Yesterday I had breakfast with a writer friend. She’s already building a following with her self-published books. Now, she’s breaking into traditional publishing. She mentioned a particular anxiety she’s been dealing with, and it gave me an epiphany.
Specifically, it gave me an analogy, which is the greatest of all joys.
She knows she has a good story, and she knows her readers will love it once it’s in their hands. Still, she’s terrified of what the gatekeepers will say if they find any grammatical errors in her manuscript. She’s worried that emotional sting could even slow down her writing.
If so, listen—I’m going to tell you the same thing I told her:
Imagine you’re shipping a gift to a dear friend on the other side of the country. You package it up, then you go to the post office.

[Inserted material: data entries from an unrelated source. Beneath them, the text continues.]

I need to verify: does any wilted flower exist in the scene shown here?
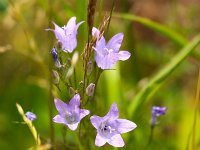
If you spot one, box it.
[86,83,95,96]
[25,111,37,121]
[90,103,137,147]
[92,27,131,69]
[53,94,90,130]
[47,17,83,52]
[151,106,167,126]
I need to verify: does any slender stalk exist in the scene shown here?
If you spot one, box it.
[192,70,200,150]
[73,132,84,150]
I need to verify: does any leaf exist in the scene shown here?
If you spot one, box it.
[128,35,200,116]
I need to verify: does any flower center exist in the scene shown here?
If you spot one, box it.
[104,47,113,55]
[65,112,78,124]
[100,121,116,138]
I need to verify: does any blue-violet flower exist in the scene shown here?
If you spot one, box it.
[25,111,37,121]
[151,106,167,127]
[47,17,83,52]
[53,94,90,130]
[92,27,131,70]
[90,103,137,147]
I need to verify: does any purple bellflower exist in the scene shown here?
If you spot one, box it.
[92,27,131,70]
[47,17,84,53]
[53,94,90,130]
[90,103,137,147]
[151,106,167,127]
[25,111,37,121]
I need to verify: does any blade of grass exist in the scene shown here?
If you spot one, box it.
[113,13,200,60]
[128,35,200,116]
[192,70,200,150]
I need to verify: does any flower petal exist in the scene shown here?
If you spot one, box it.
[95,52,118,69]
[66,17,76,32]
[95,133,107,147]
[108,134,125,147]
[106,33,124,52]
[92,27,100,39]
[53,115,67,125]
[80,109,90,120]
[54,98,68,115]
[90,116,103,129]
[106,103,119,120]
[94,36,107,55]
[67,122,79,131]
[117,119,137,133]
[118,51,131,60]
[61,34,77,53]
[69,94,80,108]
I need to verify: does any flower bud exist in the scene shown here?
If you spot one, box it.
[52,70,60,84]
[69,87,75,95]
[87,61,92,76]
[86,83,95,96]
[51,47,61,68]
[71,52,78,66]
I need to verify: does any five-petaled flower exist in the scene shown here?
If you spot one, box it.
[53,94,90,130]
[151,106,167,127]
[90,103,137,147]
[92,27,131,70]
[47,17,84,52]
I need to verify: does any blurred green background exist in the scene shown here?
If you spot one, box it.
[0,0,200,150]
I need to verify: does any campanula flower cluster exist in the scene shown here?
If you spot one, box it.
[47,17,137,147]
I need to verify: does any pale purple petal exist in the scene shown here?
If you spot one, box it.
[106,103,119,120]
[25,111,37,121]
[118,51,131,60]
[66,17,76,32]
[47,21,64,41]
[61,34,77,53]
[95,133,107,147]
[80,109,90,120]
[69,94,80,107]
[76,21,85,31]
[54,98,68,115]
[95,53,118,69]
[92,27,100,39]
[67,122,79,131]
[117,119,137,134]
[90,116,103,129]
[108,134,125,147]
[106,33,124,52]
[94,36,107,55]
[53,115,67,125]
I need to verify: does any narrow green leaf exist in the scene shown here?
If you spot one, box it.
[113,13,200,60]
[128,35,200,116]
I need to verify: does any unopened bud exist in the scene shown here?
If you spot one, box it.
[25,111,37,121]
[52,70,60,84]
[86,83,95,96]
[51,47,61,68]
[71,52,78,66]
[66,66,74,79]
[79,81,83,88]
[69,87,75,95]
[87,61,92,76]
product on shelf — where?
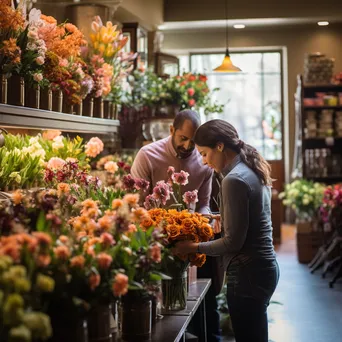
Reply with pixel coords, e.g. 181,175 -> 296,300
304,53 -> 335,84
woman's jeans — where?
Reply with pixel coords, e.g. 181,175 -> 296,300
227,259 -> 279,342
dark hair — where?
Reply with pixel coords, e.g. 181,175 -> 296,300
194,120 -> 272,185
173,109 -> 201,130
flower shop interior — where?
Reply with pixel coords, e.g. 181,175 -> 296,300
0,0 -> 342,342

You try your best to calculate the postage, and when you’re confident you’ve got the stamps and labels right, you deposit the package.
A week later, the package appears on your doorstep with a note that says you have the wrong postage.

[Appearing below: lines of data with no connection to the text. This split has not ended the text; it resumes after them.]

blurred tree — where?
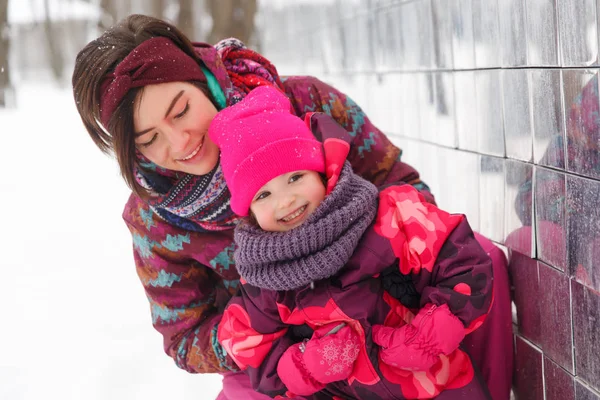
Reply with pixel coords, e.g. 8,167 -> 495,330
44,0 -> 65,82
150,0 -> 165,18
98,0 -> 118,32
177,0 -> 196,40
206,0 -> 257,44
0,0 -> 12,108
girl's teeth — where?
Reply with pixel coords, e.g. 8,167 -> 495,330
180,143 -> 202,161
282,206 -> 306,222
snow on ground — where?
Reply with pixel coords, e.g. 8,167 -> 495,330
0,84 -> 221,400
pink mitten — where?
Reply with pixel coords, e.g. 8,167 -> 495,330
304,322 -> 360,383
373,304 -> 465,371
277,343 -> 325,396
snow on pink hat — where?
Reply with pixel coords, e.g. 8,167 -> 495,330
208,86 -> 325,216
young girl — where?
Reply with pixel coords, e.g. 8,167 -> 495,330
209,87 -> 492,399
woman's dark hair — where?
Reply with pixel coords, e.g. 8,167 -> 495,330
72,14 -> 214,197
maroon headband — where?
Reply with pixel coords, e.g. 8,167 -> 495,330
100,37 -> 206,128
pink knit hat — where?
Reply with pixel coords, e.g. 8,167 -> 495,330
208,86 -> 325,216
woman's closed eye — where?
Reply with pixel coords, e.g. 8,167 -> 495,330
175,103 -> 190,119
140,133 -> 158,147
254,192 -> 271,201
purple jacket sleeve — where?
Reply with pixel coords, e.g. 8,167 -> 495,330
282,76 -> 435,204
413,218 -> 493,333
218,284 -> 294,397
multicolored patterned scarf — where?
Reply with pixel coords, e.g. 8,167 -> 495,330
136,39 -> 283,232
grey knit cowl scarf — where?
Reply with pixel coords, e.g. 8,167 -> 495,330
235,161 -> 378,290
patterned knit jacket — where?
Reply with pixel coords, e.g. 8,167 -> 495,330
218,185 -> 492,400
123,42 -> 433,373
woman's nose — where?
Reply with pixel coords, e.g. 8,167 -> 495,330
163,127 -> 190,158
279,194 -> 296,209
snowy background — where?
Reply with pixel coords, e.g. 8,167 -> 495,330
0,82 -> 225,400
0,0 -> 231,400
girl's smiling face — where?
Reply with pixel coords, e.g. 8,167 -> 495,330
250,171 -> 326,232
133,82 -> 219,175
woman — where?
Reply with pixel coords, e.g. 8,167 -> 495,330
73,15 -> 507,399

Now here’s my question: Are you a bad person because you got the postage wrong?
Or how about this: are you a stupid failure who never should’ve tried to ship a package in the first place?
Of course not!
In this scenario, you’d go back to the post office and try again. Maybe this time you’d ask the person at the counter for help. (Speaking of—why didn’t you do that the first time?)

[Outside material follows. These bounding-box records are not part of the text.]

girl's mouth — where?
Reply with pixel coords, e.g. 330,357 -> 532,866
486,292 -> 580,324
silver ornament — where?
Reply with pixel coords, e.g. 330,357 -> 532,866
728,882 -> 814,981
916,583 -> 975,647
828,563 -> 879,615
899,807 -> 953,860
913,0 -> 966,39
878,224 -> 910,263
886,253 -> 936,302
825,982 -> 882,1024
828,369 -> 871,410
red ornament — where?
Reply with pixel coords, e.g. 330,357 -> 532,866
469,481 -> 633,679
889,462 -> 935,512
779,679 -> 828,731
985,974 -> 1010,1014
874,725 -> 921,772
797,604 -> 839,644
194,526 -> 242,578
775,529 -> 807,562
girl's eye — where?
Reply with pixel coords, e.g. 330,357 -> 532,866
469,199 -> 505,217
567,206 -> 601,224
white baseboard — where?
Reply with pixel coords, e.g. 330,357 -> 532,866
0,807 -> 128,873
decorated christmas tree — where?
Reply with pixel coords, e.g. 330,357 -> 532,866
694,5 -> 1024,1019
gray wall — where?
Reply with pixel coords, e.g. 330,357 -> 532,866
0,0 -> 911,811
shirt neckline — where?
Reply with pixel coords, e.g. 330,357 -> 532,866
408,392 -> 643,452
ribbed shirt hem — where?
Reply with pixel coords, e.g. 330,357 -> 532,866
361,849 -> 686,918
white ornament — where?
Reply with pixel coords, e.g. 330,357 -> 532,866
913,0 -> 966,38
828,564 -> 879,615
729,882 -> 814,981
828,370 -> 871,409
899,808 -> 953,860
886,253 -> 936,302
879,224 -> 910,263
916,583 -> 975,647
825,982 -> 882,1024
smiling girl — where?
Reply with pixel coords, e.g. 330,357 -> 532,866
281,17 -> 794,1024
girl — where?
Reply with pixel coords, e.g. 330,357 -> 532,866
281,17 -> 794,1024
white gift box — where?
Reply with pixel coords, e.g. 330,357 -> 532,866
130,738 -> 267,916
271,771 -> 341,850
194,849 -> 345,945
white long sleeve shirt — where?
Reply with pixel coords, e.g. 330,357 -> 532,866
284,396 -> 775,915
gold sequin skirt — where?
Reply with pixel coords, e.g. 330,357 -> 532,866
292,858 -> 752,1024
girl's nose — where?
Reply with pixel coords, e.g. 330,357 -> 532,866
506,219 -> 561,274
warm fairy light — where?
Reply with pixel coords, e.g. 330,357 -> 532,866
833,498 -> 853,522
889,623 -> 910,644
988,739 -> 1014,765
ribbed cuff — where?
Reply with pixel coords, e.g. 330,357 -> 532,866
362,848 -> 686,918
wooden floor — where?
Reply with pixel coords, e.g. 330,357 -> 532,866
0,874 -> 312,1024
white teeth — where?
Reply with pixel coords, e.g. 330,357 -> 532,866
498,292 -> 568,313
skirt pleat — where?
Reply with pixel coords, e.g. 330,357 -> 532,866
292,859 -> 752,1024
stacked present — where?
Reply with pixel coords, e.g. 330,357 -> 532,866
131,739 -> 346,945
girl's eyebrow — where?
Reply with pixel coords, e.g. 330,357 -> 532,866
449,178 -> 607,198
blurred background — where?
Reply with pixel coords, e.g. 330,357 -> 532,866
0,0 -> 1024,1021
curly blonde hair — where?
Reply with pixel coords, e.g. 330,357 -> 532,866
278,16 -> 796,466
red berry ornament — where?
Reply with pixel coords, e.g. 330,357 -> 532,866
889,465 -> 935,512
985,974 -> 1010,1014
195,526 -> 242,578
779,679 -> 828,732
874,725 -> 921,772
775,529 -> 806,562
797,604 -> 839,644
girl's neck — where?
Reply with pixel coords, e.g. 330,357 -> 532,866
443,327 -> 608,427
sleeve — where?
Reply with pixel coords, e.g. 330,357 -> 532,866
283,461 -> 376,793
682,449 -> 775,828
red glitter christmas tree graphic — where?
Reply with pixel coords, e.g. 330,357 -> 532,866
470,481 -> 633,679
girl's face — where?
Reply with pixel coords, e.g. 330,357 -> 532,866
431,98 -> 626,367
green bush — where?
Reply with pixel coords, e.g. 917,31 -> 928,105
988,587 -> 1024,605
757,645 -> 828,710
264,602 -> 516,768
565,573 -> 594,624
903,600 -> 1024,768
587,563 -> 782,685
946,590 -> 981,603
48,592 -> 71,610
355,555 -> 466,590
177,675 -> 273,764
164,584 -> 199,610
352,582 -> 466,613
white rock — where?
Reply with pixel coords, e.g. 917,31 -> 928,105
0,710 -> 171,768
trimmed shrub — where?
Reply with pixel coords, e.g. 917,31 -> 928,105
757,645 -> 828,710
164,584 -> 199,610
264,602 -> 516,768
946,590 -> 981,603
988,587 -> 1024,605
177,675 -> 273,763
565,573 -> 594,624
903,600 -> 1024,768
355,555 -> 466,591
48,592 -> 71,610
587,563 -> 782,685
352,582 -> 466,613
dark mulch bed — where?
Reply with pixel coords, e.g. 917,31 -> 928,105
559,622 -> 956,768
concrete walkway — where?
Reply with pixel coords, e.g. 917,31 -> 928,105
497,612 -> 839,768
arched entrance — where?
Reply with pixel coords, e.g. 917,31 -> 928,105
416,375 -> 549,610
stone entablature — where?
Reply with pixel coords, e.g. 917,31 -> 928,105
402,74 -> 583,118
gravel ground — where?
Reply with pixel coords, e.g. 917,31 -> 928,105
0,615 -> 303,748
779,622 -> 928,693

So then why should it be any different to show your manuscript to someone and hear that you got the grammar wrong?
Your story is your gift to share. It’s precious to your readers because they can feel how much you care. Everything between your readers and your story—all the gatekeepers, rules, and grammar—is just a delivery system. It’s the postal system, but for stories instead of packages.
You can work with the system as-is, or you can find a way around it. Either way, your responsibility is to share your story. As long as your story lands in the hands of readers, and they can tell you care, you win. You’re a real writer.
Nobody can manage the entire delivery system all on their own. That’s why real writers call in help. They call it in early and often, without any shame.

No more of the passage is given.